Les anecdotes sont nombreuses et font donc tout le sel de cette autobiographie. Le cinéaste japonais ne manque ainsi pas l’occasion de faire preuve de dérision et de malice, ou peut-être même d’exaspération, en racontant la critique européenne qui lui parlait avec son premier film Maborosi d’une esthétique à la japonaise, qui serait la recherche du « zen », qui ferait écho à la composition d’un haïku ou d’autres préjugés invraisemblables sur ce que doit représenter un film japonais. C’est à cette occasion qu’il dit réaliser la différence de perception dans chaque pays, à l’image de ce distributeur français qui lui disait regretter que After Life ne fasse pas assez « asiatique ». Les festivals, de manière générale, sont des exercices qu’il affectionne, mais il s’étend largement sur le Festival International du Film de Tokyo (TIFF) sur lequel il porte un avis amer : mauvaise gestion, incapacité à accueillir convenablement les cinéastes étrangers, difficulté à célébrer le cinéma dans une ville qu’il estime impraticable et méconnaissance de ce que doit être un festival. Plus généralement, il pointe du doigt le problème du cinéma japonais et de sa production, estimant que le gouvernement devrait apporter plus de soutien aux jeunes cinéastes afin de valoriser ce pan de la culture japonaise. Il prend en exemple le Centre national du cinéma et de l’image animée (CNC) en France, rappelant très justement que son système de subvention permet de valoriser le cinéma français même si le système est imparfait.
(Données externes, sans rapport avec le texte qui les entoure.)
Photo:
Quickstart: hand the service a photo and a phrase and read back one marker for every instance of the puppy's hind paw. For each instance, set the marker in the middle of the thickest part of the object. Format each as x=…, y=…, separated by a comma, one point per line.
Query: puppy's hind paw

D’autres anecdotes sont plus personnelles, comme son aversion pour la génération des « boomers » qui reprochaient tout aux jeunes générations sans rien faire pour leurs descendants, ou ses liens très personnels avec ses films, comme l’hommage à sa mère dans Still Walking, en disant à quel point son décès avait précipité son besoin de réaliser ce film.
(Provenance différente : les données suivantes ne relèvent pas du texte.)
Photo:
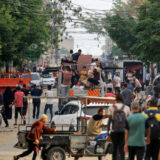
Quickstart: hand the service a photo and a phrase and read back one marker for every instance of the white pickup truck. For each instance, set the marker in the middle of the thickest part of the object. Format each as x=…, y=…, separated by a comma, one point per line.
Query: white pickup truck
x=74, y=109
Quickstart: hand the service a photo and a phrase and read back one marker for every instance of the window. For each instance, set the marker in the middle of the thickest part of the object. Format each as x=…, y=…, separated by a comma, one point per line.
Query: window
x=70, y=109
x=47, y=75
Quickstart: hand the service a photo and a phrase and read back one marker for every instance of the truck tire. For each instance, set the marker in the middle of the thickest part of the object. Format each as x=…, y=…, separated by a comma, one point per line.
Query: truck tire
x=56, y=153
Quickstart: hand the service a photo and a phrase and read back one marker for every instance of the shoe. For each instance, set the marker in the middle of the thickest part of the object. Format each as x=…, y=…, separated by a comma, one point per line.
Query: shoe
x=15, y=158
Quand je tourne mes films de Hirokazu Kore-eda est une œuvre passionnante, un livre-témoin après plus de vingt ans de carrière où le cinéaste japonais a tout connu. Ce qui en ressort c’est son formidable appétit pour les nouvelles expériences, on découvre un cinéaste animé par un curiosité sans limite, un trait de personnalité hérité de ses années à la télévision. C’est là qu’il apprend l’idée de justice sociale et oriente son intérêt vers ceux que la société a oublié, les « invisible people » qu’évoquait Cate Blanchett en lui remettant la Palme d’or à Cannes. Ses connaissances du cinéma sont encyclopédiques et sa manière de l’aborder, de raconter ses tournages et ses effets recherchés apportent une lumière formidable sur sa filmographie. Plus généralement, sa connaissance de « l’envers du décor » de la production japonaise offre un regard rare pour nous qui apprécions le cinéma japonais. Il serait bien dommage de s’en passer, d’autant plus que sa manière de raconter les choses, même les plus tristes, repose toujours sur un ton plein de retenu et de tendresse. Quant à la traduction des éditions Atelier Akatombo par Saeko Takahashi et Stéphane de Torquat, elle est excellente, mais l’éditeur a laissé passer de nombreuses fautes de frappes qui ne sont pas à la hauteur de cette belle édition reliée, dont le texte est agrémenté de quelques images de tournage. On s’en accommode tout de même car lorsque Hirokazu Kore-eda parle de cinéma, on se tait, on écoute et on apprécie.